Epicentro del nostro interesse è Vito Roberto Palazzolo, alisas Robert Von Palace Kolbateschenko, condannato in via definitiva dalla Cassazione il 17 marzo 2009 a 9 anni di reclusione per associazione mafiosa.

Nove anni che non trascorrerà mai nelle patrie galere perché, ammesso e non concesso che il Sudafrica in queste ore conceda l’estradizione, il suddetto grazie alla potentissima rete che ha saputo costruirsi nel tempo (e di cui ho dato conto anche ieri qui) sarà verosimilmente fuori dai confini di quel Paese: in Angola, Namibia o chissà dove.

Vi avevo promesso che vi avrei fornito la lettura – dei giudici che lo hanno condannato a Palermo il 5 luglio 2006 – della rete di amicizie di Palazzolo, secondo la ricostruzione dei giudici. Vere o spacciate sta a voi giudicare e ve lo lascio fare attraverso la mera lettura delle pagine della sentenza citata. Ogni commento sarebbe infatti superfluo.
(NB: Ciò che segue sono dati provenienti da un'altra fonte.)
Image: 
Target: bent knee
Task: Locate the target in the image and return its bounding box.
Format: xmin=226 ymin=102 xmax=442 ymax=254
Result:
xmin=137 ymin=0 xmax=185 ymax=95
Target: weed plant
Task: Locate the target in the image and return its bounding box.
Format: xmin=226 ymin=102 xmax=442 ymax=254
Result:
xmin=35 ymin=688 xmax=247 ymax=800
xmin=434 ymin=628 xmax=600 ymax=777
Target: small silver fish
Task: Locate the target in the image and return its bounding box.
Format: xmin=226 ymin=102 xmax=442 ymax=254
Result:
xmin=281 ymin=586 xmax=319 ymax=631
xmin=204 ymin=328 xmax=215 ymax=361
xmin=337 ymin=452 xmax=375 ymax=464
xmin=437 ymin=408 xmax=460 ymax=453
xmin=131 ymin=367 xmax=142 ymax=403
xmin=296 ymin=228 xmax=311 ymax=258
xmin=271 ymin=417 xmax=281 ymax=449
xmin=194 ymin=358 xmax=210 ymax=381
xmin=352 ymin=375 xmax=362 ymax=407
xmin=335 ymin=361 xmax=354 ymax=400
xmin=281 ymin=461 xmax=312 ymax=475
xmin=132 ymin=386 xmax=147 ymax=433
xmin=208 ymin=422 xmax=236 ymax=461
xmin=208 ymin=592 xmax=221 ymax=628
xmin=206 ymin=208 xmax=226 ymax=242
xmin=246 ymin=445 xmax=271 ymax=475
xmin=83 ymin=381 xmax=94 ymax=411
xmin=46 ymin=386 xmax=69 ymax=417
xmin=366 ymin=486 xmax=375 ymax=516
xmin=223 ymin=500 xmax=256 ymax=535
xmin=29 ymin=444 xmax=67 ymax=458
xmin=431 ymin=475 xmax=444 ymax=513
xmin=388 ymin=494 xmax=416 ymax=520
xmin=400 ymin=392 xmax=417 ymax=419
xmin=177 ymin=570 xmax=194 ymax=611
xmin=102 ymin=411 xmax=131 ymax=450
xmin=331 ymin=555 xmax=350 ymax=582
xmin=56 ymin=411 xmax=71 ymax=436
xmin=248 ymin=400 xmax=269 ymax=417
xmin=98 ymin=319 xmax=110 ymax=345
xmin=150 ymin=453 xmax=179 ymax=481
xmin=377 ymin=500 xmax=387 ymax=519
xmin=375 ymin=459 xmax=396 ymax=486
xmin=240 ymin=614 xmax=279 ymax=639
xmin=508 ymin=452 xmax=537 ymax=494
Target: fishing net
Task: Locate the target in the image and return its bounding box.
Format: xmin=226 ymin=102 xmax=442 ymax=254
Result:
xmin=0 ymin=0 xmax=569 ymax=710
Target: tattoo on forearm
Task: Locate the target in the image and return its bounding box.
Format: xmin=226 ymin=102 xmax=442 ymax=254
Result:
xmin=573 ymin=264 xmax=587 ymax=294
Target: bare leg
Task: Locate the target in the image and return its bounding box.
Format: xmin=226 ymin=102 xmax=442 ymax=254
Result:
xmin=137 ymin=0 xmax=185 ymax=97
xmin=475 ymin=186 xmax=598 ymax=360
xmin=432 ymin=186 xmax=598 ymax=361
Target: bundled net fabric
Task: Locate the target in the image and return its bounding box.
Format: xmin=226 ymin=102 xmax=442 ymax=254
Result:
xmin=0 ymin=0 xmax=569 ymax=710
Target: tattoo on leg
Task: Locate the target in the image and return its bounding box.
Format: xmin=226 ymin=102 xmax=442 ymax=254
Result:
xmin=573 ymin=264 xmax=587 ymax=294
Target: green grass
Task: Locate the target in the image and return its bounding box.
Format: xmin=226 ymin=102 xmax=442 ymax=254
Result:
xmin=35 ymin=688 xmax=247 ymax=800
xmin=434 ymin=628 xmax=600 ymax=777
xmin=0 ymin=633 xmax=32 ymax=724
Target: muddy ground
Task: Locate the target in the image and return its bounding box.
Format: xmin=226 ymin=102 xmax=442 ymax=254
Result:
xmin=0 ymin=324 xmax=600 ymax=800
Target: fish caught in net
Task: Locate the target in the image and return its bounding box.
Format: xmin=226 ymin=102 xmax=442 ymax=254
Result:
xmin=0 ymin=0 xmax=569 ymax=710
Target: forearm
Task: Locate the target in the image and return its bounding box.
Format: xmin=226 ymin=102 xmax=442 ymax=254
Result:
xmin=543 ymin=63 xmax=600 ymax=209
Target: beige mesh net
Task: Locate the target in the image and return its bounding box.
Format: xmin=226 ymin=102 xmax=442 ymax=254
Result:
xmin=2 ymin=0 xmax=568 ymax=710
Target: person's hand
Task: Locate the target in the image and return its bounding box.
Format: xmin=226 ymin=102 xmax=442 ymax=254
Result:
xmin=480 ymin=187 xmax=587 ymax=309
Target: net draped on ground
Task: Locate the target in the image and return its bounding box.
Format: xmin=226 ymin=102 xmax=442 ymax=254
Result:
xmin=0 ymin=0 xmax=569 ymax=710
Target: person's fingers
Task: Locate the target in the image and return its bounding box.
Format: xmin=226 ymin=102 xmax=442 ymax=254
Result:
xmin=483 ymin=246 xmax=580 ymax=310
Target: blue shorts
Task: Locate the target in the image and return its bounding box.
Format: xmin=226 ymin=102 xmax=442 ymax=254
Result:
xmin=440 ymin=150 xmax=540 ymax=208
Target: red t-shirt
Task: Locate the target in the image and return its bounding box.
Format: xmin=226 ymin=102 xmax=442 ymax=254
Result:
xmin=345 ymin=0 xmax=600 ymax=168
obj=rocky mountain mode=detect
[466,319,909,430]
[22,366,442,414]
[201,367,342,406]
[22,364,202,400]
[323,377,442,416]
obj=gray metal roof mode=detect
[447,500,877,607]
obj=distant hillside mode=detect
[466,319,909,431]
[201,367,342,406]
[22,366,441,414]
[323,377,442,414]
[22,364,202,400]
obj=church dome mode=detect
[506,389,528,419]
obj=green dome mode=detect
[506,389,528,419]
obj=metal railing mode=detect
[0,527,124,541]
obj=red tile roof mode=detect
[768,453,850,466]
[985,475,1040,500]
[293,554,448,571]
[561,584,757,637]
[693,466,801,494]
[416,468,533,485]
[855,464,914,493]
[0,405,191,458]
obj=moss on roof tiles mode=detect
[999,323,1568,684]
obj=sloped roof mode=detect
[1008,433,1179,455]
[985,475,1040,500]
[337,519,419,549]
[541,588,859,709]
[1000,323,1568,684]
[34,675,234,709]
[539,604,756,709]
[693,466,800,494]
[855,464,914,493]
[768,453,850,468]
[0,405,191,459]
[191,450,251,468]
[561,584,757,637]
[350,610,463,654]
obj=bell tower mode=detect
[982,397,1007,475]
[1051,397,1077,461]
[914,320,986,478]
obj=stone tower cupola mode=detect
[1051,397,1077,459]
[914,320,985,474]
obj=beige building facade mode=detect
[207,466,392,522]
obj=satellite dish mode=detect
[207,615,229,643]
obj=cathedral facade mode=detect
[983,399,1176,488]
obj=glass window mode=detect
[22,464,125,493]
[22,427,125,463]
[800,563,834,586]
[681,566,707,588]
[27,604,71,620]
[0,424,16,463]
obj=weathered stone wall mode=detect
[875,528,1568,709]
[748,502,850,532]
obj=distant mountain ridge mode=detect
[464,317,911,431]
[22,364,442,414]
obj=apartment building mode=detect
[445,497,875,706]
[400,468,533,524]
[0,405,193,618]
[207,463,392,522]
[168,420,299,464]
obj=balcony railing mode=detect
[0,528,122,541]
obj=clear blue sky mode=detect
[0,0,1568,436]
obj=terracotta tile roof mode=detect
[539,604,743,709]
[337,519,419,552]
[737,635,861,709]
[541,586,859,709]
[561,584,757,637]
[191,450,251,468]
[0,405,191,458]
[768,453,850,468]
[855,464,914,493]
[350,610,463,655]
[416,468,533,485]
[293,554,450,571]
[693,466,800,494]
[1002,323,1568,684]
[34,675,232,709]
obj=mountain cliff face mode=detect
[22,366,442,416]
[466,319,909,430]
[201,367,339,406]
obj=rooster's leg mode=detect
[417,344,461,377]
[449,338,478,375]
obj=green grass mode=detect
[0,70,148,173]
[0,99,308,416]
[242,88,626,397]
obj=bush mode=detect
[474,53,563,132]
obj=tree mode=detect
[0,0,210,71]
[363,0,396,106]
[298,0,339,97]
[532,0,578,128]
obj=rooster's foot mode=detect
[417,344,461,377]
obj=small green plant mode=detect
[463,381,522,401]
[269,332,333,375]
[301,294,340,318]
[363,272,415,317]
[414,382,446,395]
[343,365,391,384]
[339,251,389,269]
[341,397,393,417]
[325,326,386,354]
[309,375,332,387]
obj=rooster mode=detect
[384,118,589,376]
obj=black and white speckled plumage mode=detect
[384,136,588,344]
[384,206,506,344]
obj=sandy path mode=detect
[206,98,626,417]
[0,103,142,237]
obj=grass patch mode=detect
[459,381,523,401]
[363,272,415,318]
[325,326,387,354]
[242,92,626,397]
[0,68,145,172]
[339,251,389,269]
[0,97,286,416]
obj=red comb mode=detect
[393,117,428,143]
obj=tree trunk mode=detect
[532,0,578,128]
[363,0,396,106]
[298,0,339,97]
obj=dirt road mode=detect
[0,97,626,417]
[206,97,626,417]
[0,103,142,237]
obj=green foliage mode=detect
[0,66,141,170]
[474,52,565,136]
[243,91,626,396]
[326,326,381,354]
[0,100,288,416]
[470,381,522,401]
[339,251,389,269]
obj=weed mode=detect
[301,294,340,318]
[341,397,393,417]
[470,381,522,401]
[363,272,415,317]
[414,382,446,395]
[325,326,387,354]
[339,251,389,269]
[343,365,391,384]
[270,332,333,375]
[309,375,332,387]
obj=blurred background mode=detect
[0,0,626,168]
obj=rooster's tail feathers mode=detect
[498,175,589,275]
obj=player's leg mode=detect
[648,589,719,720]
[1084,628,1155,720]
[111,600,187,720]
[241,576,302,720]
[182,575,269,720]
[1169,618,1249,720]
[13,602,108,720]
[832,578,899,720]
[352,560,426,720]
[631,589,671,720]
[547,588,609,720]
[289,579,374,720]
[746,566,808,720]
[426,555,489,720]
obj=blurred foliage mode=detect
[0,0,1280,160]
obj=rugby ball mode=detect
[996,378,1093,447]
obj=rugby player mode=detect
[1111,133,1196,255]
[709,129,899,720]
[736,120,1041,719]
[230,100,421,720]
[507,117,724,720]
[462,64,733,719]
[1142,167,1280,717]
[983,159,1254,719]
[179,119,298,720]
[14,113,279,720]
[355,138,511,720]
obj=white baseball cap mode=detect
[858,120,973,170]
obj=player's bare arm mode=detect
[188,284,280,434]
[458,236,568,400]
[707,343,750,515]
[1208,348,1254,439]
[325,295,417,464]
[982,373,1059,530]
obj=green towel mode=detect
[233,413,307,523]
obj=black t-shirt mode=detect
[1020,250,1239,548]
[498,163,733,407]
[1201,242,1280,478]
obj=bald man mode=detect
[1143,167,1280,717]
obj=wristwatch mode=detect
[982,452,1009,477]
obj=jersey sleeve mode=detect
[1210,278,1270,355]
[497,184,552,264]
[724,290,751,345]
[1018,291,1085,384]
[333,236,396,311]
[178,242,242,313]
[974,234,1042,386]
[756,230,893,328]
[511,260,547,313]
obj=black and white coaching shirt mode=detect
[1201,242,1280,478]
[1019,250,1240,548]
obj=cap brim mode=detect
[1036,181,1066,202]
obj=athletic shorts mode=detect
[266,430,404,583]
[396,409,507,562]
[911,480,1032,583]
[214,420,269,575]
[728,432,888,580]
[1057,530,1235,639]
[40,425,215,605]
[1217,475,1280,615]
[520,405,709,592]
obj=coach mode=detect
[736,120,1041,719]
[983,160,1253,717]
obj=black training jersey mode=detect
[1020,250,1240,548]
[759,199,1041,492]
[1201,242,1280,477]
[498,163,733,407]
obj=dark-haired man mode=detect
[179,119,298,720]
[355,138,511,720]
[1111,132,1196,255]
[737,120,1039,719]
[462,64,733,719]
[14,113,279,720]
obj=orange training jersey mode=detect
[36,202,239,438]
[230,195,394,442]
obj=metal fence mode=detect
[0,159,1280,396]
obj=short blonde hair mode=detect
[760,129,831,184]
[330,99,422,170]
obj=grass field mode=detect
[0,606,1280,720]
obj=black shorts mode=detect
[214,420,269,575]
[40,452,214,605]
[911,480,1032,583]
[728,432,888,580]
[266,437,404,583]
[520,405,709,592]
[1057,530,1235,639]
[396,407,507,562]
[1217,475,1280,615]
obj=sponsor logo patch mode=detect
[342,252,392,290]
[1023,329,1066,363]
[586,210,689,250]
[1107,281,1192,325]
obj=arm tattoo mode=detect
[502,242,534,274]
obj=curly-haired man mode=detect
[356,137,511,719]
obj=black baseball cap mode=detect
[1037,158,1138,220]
Un dato appare certo e cristallizzato al luglio 2006: Palazzolo nel corso degli anni si è tenuto in contatto con numerosi uomini d’affari, professionisti e politici italiani, dimostrando di essere un punto di riferimento in Sudafrica non solo per i siciliani ma anche per personaggi apparentemente lontani dalla realtà siciliana.

Dagli atti dei magistrati emergono rapporti frequenti, di amicizia, di affari e di collaborazione con Riccardo Agusta (erede della famiglia imprenditoriale famosa nel mondo per gli elicotteri), il quale ha a lungo vissuto in casa di Palazzolo a Franschoek e, addirittura, scrivono i giudici, avrebbe acquistato una parte della tenuta.

Forse anche attraverso questo canale Palazzolo ha ricevuto come ospiti o ha avuto contatti con Rosilde Craxi, sorella dell’onorevole Bettino Craxi, con suo marito, l’ex sindaco di Milano Paolo Pillitteri, con l’onorevole Marcello Dell’Utri e con tutta una serie di professionisti e consulenti.

Tutti costoro, è bene specificare perché il mio compito è quello di fedele cronista e non di partigiano dell’informazione, così come la sorella di Vito Roberto Palazzolo, Sara e il fratello Pietro Efisio, non sono stati indagati in alcun modo nelle vicende che in questi giorni sto raccontando.

Tutti costoro, oltre ad essere divenuti buoni amici del Palazzolo, si sono dimostrati interessati a vario titolo a fare affari sia in Sudafrica che in Angola, Paesi dove Palazzolo – e ripeto, l’anno cristallizzato in sentenza è il 2006 – ha un enorme potere finanziario e un sostegno politico ai massimi livelli ( ma se la Procura di Palermo ha chiesto con così tanta insistenza che Palazzolo torni in Italia per scontare i 9 anni l’interesse potrebbe condurre anche ai giorni nostri).

Tutto ciò serve unicamente a descrivere un quadro di continui e significativi rapporti di affari con soggetti italiani di estrazione e provenienza geografica apparentemente avulse dal contesto siciliano.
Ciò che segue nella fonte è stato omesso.